The Death of a Beekeeper: Analysis of Major Characters
"The Death of a Beekeeper" explores the major characters surrounding Lars Lennart Westin, a retired teacher grappling with terminal cancer in isolation. At thirty-nine, Westin is portrayed as self-absorbed and introspective, documenting his life while wrestling with pain, deception, and communication breakdowns in his relationships. His ex-wife, Margaret, embodies a complex mix of independence and control, with their unsuccessful marriage marked by guilt and a shared disdain for societal hypocrisy. The character of Ann, a caring doctor, offers Westin a semblance of maternal affection, deepening his emotional struggles as their affair unfolds. Additionally, Westin finds warmth in his interactions with two young boys, Uffe and Jonny, to whom he writes a science fiction story, reflecting his longing for connection. His Uncle Sune represents a cunning individualism, while the imagined figure of God introduces a philosophical contemplation on desire and consequence, leading to an unraveling of human connections. Lastly, memories of Nicke, a childhood friend, serve as a poignant reminder for Westin to persevere despite his dire circumstances, emphasizing themes of resilience and introspection throughout the narrative.
The Death of a Beekeeper: Analysis of Major Characters
Author: Lars Gustafsson
First published: En biodlares dod, 1978 (English translation, 1981)
Genre: Novel
Locale: The countryside in the Swedish province of Västmanland
Plot: Domestic realism
Time: The 1970's
Lars Lennart Westin, a retired elementary school teacher living in virtual isolation in the Swedish province of Västmanland. A lean, spent man, he is thirty-nine years old but looks much older. Intensely self-absorbed, he keeps a series of notebooks that record the mundane facts of his life, his imaginative explorations of past and present, and the course of his fatal disease, cancer of the spleen. As the novel begins, he has received a letter from a local hospital, probably containing test results and the diagnosis of his ailment. He burns the letter, unopened. As his story unfolds, he reveals his obsession with pain, the deception and lack of communi-cation that have marked most of his relationships, his desire to understand himself, his resolution never to give up in his various struggles, and his terrible conclusion that his life was real only during his last few months of terminal suffering.

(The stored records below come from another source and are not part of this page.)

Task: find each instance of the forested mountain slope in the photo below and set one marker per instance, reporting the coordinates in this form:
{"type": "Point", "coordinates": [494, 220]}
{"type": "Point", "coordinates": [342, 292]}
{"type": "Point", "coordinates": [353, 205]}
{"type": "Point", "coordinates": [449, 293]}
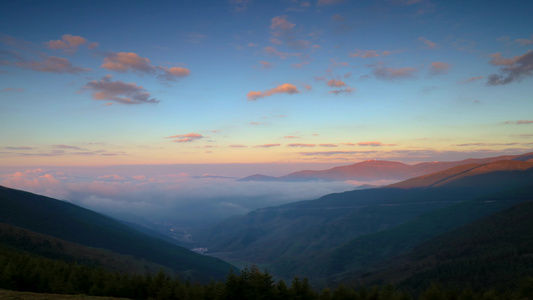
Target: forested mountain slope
{"type": "Point", "coordinates": [78, 225]}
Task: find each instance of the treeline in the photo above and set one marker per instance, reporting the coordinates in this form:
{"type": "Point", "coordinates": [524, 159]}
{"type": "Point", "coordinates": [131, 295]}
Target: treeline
{"type": "Point", "coordinates": [30, 273]}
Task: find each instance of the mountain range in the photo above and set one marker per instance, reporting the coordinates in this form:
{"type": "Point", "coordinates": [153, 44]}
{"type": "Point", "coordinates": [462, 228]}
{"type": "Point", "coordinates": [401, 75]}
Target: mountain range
{"type": "Point", "coordinates": [346, 233]}
{"type": "Point", "coordinates": [380, 169]}
{"type": "Point", "coordinates": [67, 222]}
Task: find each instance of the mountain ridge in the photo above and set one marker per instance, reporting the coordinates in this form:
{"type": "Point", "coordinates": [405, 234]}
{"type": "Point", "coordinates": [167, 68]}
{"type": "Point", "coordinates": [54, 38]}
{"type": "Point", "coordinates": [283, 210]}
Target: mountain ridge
{"type": "Point", "coordinates": [370, 170]}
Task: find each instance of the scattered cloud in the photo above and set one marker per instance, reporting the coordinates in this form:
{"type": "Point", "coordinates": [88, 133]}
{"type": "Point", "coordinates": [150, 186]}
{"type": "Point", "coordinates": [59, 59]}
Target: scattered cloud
{"type": "Point", "coordinates": [347, 90]}
{"type": "Point", "coordinates": [520, 122]}
{"type": "Point", "coordinates": [69, 43]}
{"type": "Point", "coordinates": [300, 65]}
{"type": "Point", "coordinates": [118, 91]}
{"type": "Point", "coordinates": [19, 148]}
{"type": "Point", "coordinates": [525, 42]}
{"type": "Point", "coordinates": [285, 88]}
{"type": "Point", "coordinates": [439, 68]}
{"type": "Point", "coordinates": [336, 83]}
{"type": "Point", "coordinates": [13, 90]}
{"type": "Point", "coordinates": [52, 64]}
{"type": "Point", "coordinates": [173, 73]}
{"type": "Point", "coordinates": [127, 61]}
{"type": "Point", "coordinates": [265, 64]}
{"type": "Point", "coordinates": [486, 144]}
{"type": "Point", "coordinates": [329, 2]}
{"type": "Point", "coordinates": [385, 73]}
{"type": "Point", "coordinates": [374, 144]}
{"type": "Point", "coordinates": [428, 43]}
{"type": "Point", "coordinates": [513, 69]}
{"type": "Point", "coordinates": [301, 145]}
{"type": "Point", "coordinates": [267, 145]}
{"type": "Point", "coordinates": [283, 55]}
{"type": "Point", "coordinates": [194, 37]}
{"type": "Point", "coordinates": [68, 147]}
{"type": "Point", "coordinates": [185, 138]}
{"type": "Point", "coordinates": [284, 31]}
{"type": "Point", "coordinates": [240, 5]}
{"type": "Point", "coordinates": [472, 79]}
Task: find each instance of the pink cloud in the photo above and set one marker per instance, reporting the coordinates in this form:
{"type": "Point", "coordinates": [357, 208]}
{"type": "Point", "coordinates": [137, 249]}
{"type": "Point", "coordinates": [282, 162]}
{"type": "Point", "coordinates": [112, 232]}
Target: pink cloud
{"type": "Point", "coordinates": [382, 72]}
{"type": "Point", "coordinates": [336, 83]}
{"type": "Point", "coordinates": [52, 64]}
{"type": "Point", "coordinates": [364, 54]}
{"type": "Point", "coordinates": [127, 61]}
{"type": "Point", "coordinates": [173, 73]}
{"type": "Point", "coordinates": [347, 90]}
{"type": "Point", "coordinates": [472, 79]}
{"type": "Point", "coordinates": [301, 145]}
{"type": "Point", "coordinates": [185, 138]}
{"type": "Point", "coordinates": [439, 68]}
{"type": "Point", "coordinates": [12, 90]}
{"type": "Point", "coordinates": [265, 64]}
{"type": "Point", "coordinates": [284, 31]}
{"type": "Point", "coordinates": [428, 43]}
{"type": "Point", "coordinates": [285, 88]}
{"type": "Point", "coordinates": [300, 65]}
{"type": "Point", "coordinates": [329, 2]}
{"type": "Point", "coordinates": [374, 144]}
{"type": "Point", "coordinates": [69, 43]}
{"type": "Point", "coordinates": [513, 69]}
{"type": "Point", "coordinates": [118, 91]}
{"type": "Point", "coordinates": [267, 145]}
{"type": "Point", "coordinates": [525, 42]}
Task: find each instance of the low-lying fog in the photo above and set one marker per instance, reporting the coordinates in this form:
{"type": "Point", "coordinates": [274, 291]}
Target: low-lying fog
{"type": "Point", "coordinates": [164, 197]}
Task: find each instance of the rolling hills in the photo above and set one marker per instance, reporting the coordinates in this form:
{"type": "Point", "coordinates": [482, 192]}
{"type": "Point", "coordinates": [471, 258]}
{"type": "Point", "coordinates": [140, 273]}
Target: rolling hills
{"type": "Point", "coordinates": [290, 238]}
{"type": "Point", "coordinates": [380, 169]}
{"type": "Point", "coordinates": [77, 225]}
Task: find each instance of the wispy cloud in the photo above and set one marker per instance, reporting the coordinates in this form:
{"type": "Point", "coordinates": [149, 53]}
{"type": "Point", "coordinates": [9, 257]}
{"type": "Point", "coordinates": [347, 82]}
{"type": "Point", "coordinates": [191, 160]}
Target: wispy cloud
{"type": "Point", "coordinates": [186, 138]}
{"type": "Point", "coordinates": [525, 42]}
{"type": "Point", "coordinates": [472, 79]}
{"type": "Point", "coordinates": [13, 90]}
{"type": "Point", "coordinates": [439, 68]}
{"type": "Point", "coordinates": [520, 122]}
{"type": "Point", "coordinates": [301, 145]}
{"type": "Point", "coordinates": [267, 145]}
{"type": "Point", "coordinates": [127, 61]}
{"type": "Point", "coordinates": [118, 91]}
{"type": "Point", "coordinates": [385, 73]}
{"type": "Point", "coordinates": [347, 90]}
{"type": "Point", "coordinates": [285, 88]}
{"type": "Point", "coordinates": [283, 31]}
{"type": "Point", "coordinates": [429, 44]}
{"type": "Point", "coordinates": [52, 64]}
{"type": "Point", "coordinates": [69, 43]}
{"type": "Point", "coordinates": [513, 69]}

Margaret, Westin's wife for ten years until their divorce, around 1970. The pale and thin daughter of an intensely bourgeois family dominated by a tyrannical father, Margaret initially shared with Westin an aversion to a hypocritical and uncaring society and a desire for independence. As he reviews their uneventful, unsuccessful marriage, Westin discovers that deception, guilt, and Margaret's need to control him were the foundations of their relationship. He refuses to notify her of his disease.
Ann, a large blond doctor in her late thirties or early forties. She radiates motherliness, a quality that Westin craves and that forms the basis of their love affair in the last year of his marriage. When Margaret learns of the affair, the two women become allies and give Westin a strange, yet real, sense of peace.
Uffe and Jonny, two young boys who meet Westin during the course of his illness. He treats them with affectionate warmth and writes for them the first episode of a science-fiction adventure story, in which the hero must locate and destroy a source of great pain created by the evil Emperor Ming.
Sune Jannson, Westin's uncle, a clever storekeeper and operator in the black market during World War II. Westin admires him as a cunning and persistent individualist and recounts a wartime incident in which Uncle Sune outwitted a contingent of local bureaucrats.
God, who is imagined by Westin—during a temporary cessation of his pain—as a mother who awakes after twenty million years and begins to answer the prayers of human beings. At first, the answers seem wonderful, but because the motherly God grants all wishes indiscriminately, the process soon leads to the dissolution of all human relationships and institutions, and of language itself.
Nicke, a boyhood friend of Westin who died in 1952, after a short life of reckless yet successful adventures. Nicke is the last significant character to appear in the novel, in a flashback that reminds Westin to begin again and never to give up. In Westin's flashback, the fearless young Nicke dives deep into the whirlpool of a dangerous canal lock to retrieve a golden fishing lure. He emerges from the water with a different treasure from the bottom: a unique gold coin.